Regresaron rápido, como si con ello aceleraran también el curso de los acontecimientos. La espera en los pasillos se hacía más llevadera que en Riofrío, atiborrada a la hora de la comida. Resultaba grato el silencio monacal, el aire de recogimiento que se apodera de los edificios oficiales traspasado el horario laboral.
—El abogado, ¿cómo se llama? —preguntó Carmen a su marido.
—Santiago Górriz.
Enfundado en su toga, golpeó con los nudillos el cristal de la puerta del despacho antes de abrirla y desaparecer en su interior. Tardó unos minutos en salir.
—Está prestando declaración asistido por un abogado de oficio. Parece que el juez ha decidido acelerar el trámite. Le he pedido a la secretaria que consulte si pueden verle.
Tenía en torno a los cuarenta años. Era una mujer bien parecida, elegante, a primera vista segura de sí misma, casi arrogante. El tono cálido de su voz rompió de inmediato el estereotipo construido en unos segundos.

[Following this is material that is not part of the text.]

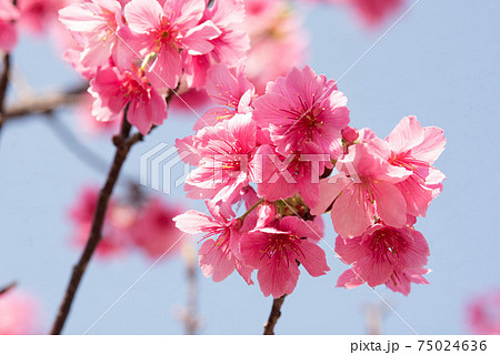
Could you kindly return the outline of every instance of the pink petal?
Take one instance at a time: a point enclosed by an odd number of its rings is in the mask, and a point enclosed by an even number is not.
[[[200,267],[206,277],[212,276],[212,281],[221,282],[234,271],[233,256],[224,253],[222,246],[216,245],[213,240],[208,240],[198,252]]]
[[[330,271],[327,264],[327,255],[321,247],[310,242],[303,242],[299,247],[301,253],[298,254],[297,258],[311,276],[318,277],[326,275]]]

—¿Son ustedes la familia? —preguntó lo obvio.
—Sí, señora.
—Pueden verle un momento cuando salga, pero no pueden acercarse a él ni tocarle.
—Sí, señora.
Se despidió con una sonrisa cálida.
Aún tardó una hora en concluir el interrogatorio. El letrado que le acababa de asistir en su declaración salió del despacho y habló con su colega como si cumplimentara un traspaso de poderes, mientras ellos esperaban a una distancia discreta a que concluyeran su parlamento. Cuando al fin dieron por concluida la conversación con un apretón de manos, se arremolinaron en torno a él para recibir sus explicaciones.

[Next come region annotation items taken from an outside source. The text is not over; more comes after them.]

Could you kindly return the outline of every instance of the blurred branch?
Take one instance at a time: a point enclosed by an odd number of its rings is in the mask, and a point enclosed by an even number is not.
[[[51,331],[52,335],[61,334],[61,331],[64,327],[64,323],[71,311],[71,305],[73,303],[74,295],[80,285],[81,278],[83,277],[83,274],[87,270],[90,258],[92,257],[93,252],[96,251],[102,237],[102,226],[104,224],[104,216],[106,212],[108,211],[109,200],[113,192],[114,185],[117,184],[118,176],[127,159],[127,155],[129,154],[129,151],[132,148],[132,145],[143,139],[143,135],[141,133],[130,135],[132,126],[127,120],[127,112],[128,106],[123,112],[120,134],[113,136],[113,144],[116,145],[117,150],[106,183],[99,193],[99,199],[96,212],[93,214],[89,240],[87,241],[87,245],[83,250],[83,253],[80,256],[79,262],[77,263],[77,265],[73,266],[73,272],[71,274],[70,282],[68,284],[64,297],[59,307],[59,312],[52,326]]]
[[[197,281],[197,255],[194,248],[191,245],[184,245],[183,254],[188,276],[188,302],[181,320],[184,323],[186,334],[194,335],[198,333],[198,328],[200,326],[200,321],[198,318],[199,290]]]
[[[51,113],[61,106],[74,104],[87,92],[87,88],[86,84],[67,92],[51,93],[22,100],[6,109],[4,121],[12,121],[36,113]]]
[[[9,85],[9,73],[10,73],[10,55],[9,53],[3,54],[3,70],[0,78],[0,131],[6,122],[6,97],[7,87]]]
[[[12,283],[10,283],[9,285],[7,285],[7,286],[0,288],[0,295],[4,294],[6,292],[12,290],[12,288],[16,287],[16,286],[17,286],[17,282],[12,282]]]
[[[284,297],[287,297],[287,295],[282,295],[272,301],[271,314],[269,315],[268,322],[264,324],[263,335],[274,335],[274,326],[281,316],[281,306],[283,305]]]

—Ha decretado su ingreso en prisión incondicional por un presunto delito de colaboración con banda armada —Górriz les trasladó la información que acababa de recibir—. Es una buena señal, porque colaboración no es pertenencia y, además, el fiscal no se ha opuesto a la calificación. También ha quedado constancia de que su intención era presentarse voluntariamente.
—¿Y ahora qué? —preguntó Agustín, para quien las explicaciones no aclaraban qué le iba a ocurrir a su hijo.
—Hay que esperar.
La puerta del despacho volvió a abrirse. Eneko salía con las manos esposadas al frente, custodiado por dos policías que le asían de ambos brazos. Sonrió al verlos. Tenía ojeras, el pelo revuelto y la ropa desaliñada. También estaba más delgado. El tiempo había caminado veloz por él y parecía mayor. Agustín y Ainara se contuvieron, pero Carmen se abalanzó sobre él y se abrazó a su cuello. Lloraba mientras le daba los besos guardados durante su ausencia. Los agentes permitieron las muestras de cariño y tras algunas admoniciones comprensivas la desasieron para seguir su camino. El ascensor se los tragó.
—Se lo llevan a Alcalá-Meco —Górriz respondió la pregunta muda de Agustín—. Yo iré a verle en un par de días y os contaré. Eneko tendrá que formalizar las solicitudes de visitas para que podáis estar con él, que calculo tardarán más o menos un mes en autorizarlas —esperó un momento por si necesitaban aclarar alguna duda.
Agustín, Carmen y Ainara se miraban sin saber qué decir.
—Aquí ya no hacemos nada —les hizo vez que en ese instante se resumían todas las expectativas del viaje.
Volvieron a casa con el abatimiento en los ojos y una mezcla de alegría por tener al hijo cerca y, sin embargo, tan alejado de ellos.